7 years ago Jesse and I rolled in from our freshly built 1600 square foot house in Joplin to our most decidedly not freshly built 763 square foot apartment in Noblesville and wondered what in the actual hell kind of mistake we had made. The question grew when my first morning commute took a solid 30 minutes and my evening commute a solid 45 (both involving the seventh circle of hell that is the northeast corner of 465) because when I mapped it before we signed the apartment lease I forgot rush hour traffic was a thing. But now here we are 7 years later in our built in 2002 feels like a mansion house (the second house we’ve bought here) and thanks to the pandemic, my commute is now a much more reasonable 27 seconds.
7 years ago it was just me and Jesse but now there’s a 4 ½ year old lunatic in the mix.

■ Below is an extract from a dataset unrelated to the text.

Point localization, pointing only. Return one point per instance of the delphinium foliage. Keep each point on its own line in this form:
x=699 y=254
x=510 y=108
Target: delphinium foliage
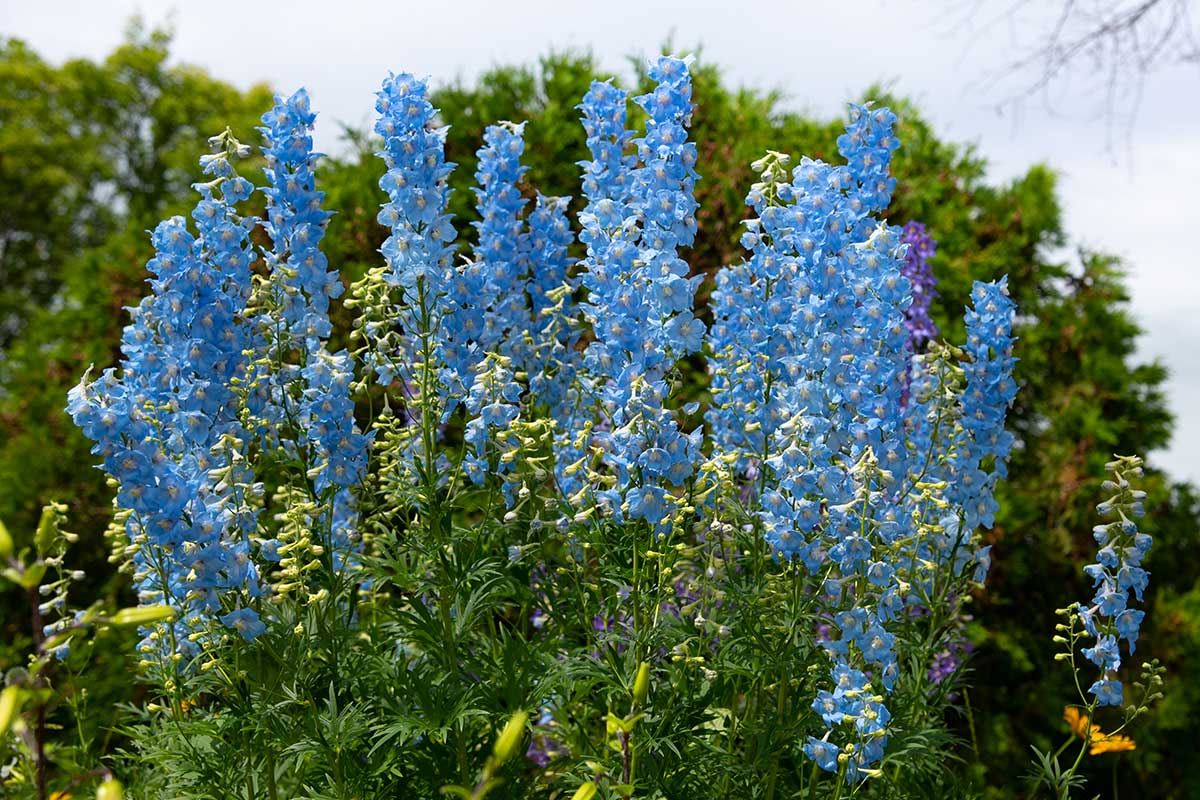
x=487 y=525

At the time, kids seemed like such a distant thought and now no kids seems like such a distant thought (please note I’m not one of those moms who claims she can’t even remember life before she popped out a baby; I remember distinctly the levels of tired I was once upon a time not consistently operating at). We spent that childless time going to the same rotation of restaurants and free activities so nothing’s really changed on that front other than it now takes 3 years to get shoes on and in the car, and there’s a lot more crap that comes with us.
7 years ago Boogs didn’t exist and now he’s in real preschool. He’s only 9 days in and there’s already been a field trip and homework and sometime next month there’s a parent teacher night and isn’t it my mom who’s supposed to be going to those things?

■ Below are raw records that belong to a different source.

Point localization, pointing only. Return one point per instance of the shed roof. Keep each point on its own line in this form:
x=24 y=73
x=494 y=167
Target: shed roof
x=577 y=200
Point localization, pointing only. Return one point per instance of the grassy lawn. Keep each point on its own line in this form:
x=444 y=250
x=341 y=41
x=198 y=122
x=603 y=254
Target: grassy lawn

7 years ago we could freely move about the world, not even fully understanding what the word “pandemic” meant. Now I’m wearing a mask everywhere I go, ordering everything I can online so I don’t have to go anywhere, and working out of my closet instead of an actual studio.
In the last 7 years I’ve watched Jesse get his Masters, paid cash for a car (thanks insurance!), developed a real affinity for iced coffee and patios, and discovered that cornbread really does go with chili. I’ve used my husband’s library card because I’m too lazy to get my own, watched my child throw his best friend (the “paci”) in the trash, walked a half marathon, run a 5k, and been in a car that got hit with a corn cob because Indiana.
These last 7 years have been exactly and nothing like I expected, as years tend to be. I realize that sentence leads you to believe I have a deep, insightful ending for this but I don’t. So instead I’ll just see myself out.